Wherein the catalyst comprises (a) a Group 9, 10 or 11 transition metal compound of the Periodic Table of the Elements (IUPAC Inorganic Chemical Nomenclature, 1989) and (b) a ligand having an element of Group 15 elements.

Examples of the Group 9 transition metal compound in the ninth, tenth, or eleventh group transition metal compound (a) include complexes of cobalt or ruthenium, carbonates, phosphates, carbamates, and sulfonates, Specific examples thereof include cobalt acetate, cobalt acetylacetate, ruthenium acetate, ruthenium trifluoroacetate, ruthenium acetylacetate, and ruthenium trifluoromethanesulfonate.

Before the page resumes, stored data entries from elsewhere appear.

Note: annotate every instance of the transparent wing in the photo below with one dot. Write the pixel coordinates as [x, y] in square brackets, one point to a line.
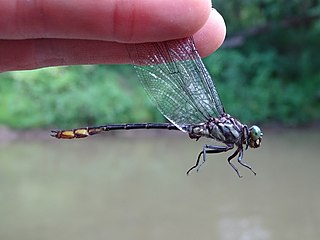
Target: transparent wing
[177, 81]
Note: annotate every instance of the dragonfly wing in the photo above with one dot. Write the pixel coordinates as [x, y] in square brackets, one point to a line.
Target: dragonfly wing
[177, 81]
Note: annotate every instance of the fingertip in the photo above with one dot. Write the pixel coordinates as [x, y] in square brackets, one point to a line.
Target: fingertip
[167, 19]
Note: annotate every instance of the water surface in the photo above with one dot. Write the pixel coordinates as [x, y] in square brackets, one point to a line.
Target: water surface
[122, 187]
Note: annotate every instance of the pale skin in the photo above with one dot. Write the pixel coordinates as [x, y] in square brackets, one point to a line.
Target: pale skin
[41, 33]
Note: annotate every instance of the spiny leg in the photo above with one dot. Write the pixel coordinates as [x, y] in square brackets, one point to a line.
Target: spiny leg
[243, 163]
[231, 164]
[208, 149]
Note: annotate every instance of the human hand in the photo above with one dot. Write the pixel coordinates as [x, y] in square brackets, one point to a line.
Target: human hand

Examples of the Group 10 transition metal compounds include complexes of nickel or palladium, carbonates, phosphates, carbamates, sulfonates and the like. Specific examples thereof include nickel acetate, nickel acetylacetate, palladium acetate, palladium trifluoroacetate , Palladium acetylacetate, palladium chloride, bis (N, N-diethylcarbamate) bis (diethylamine) palladium and palladium sulfate.

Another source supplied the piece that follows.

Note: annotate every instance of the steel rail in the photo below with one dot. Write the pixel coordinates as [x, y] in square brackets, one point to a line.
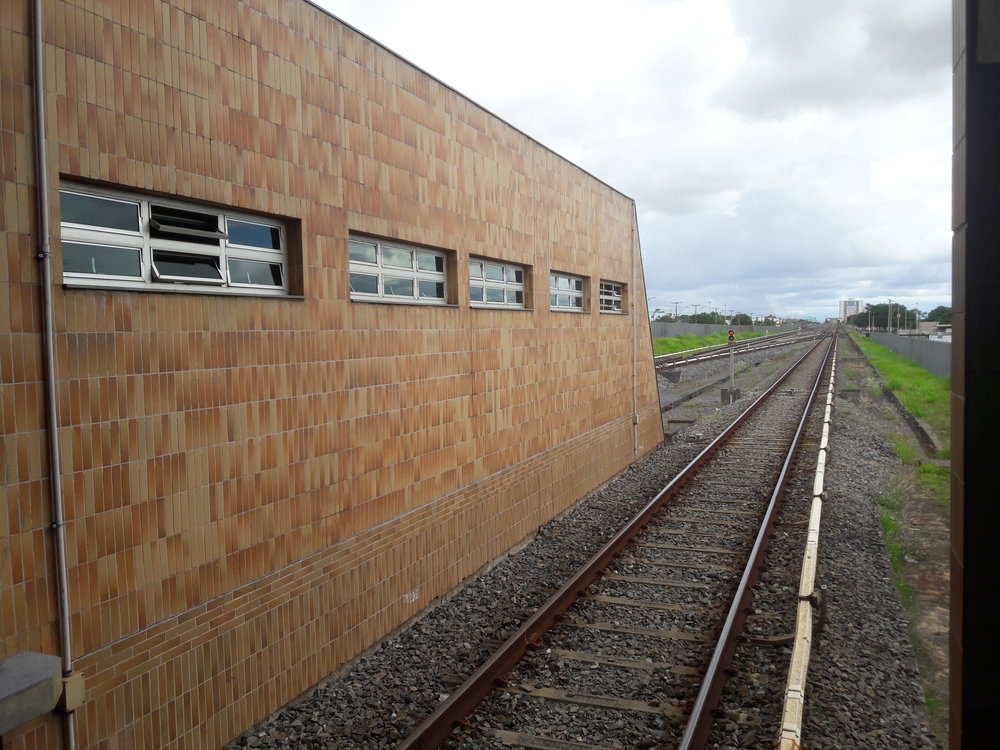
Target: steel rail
[439, 724]
[680, 359]
[699, 723]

Examples of the Group 11 transition metal compound include copper or silver complexes, carbonates, phosphates, carbamates, and sulfonates, and specific examples thereof include copper acetate, copper trifluoroacetate, copper acetylacetate, Examples of the fluoroacetic acid include silver acetyl acetate, trifluoromethanesulfonic acid and the like.

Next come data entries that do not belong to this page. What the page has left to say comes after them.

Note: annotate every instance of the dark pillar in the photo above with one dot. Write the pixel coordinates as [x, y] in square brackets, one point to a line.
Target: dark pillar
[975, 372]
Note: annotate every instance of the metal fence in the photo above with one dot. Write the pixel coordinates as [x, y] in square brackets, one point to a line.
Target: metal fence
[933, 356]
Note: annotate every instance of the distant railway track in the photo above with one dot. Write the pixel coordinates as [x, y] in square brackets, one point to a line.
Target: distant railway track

Of these, the transition metal compound (a), which is preferable inexpensively and economically, is nickel and copper compounds, and the preferable transition metal compound (a) in terms of the yield of the polyketone and the molecular weight is the palladium compound, It is most preferable to use palladium acetate.

Examples of the ligands (b) having an atom of Group XIII include 2,2'-bipyridyl, 4,4'-dimethyl-2,2'-bipyridyl, 2,2'- Bis (diphenylphosphino) ethane, 1,3-bis (diphenylphosphino) propane, 1,4-bis (diphenylphosphino) (2-methoxyphenyl) propane, 1,3-bis [di (2-isopropyl) Bis (diphenylphosphino) cyclohexane, 1,2-bis (diphenylphosphino) phosphine] propane, (Diphenylphosphino) methyl] benzene, 1,2-bis [[di (2-methoxyphenyl) (Diphenylphosphino) ferrocene, 2-hydroxy-1,3-bis [di (2-methoxy- (2-methoxyphenyl) phosphino] propane, 2,2-dimethyl-1,3-bis [di (2- Spinosyns; there may be mentioned a ligand, such as propane.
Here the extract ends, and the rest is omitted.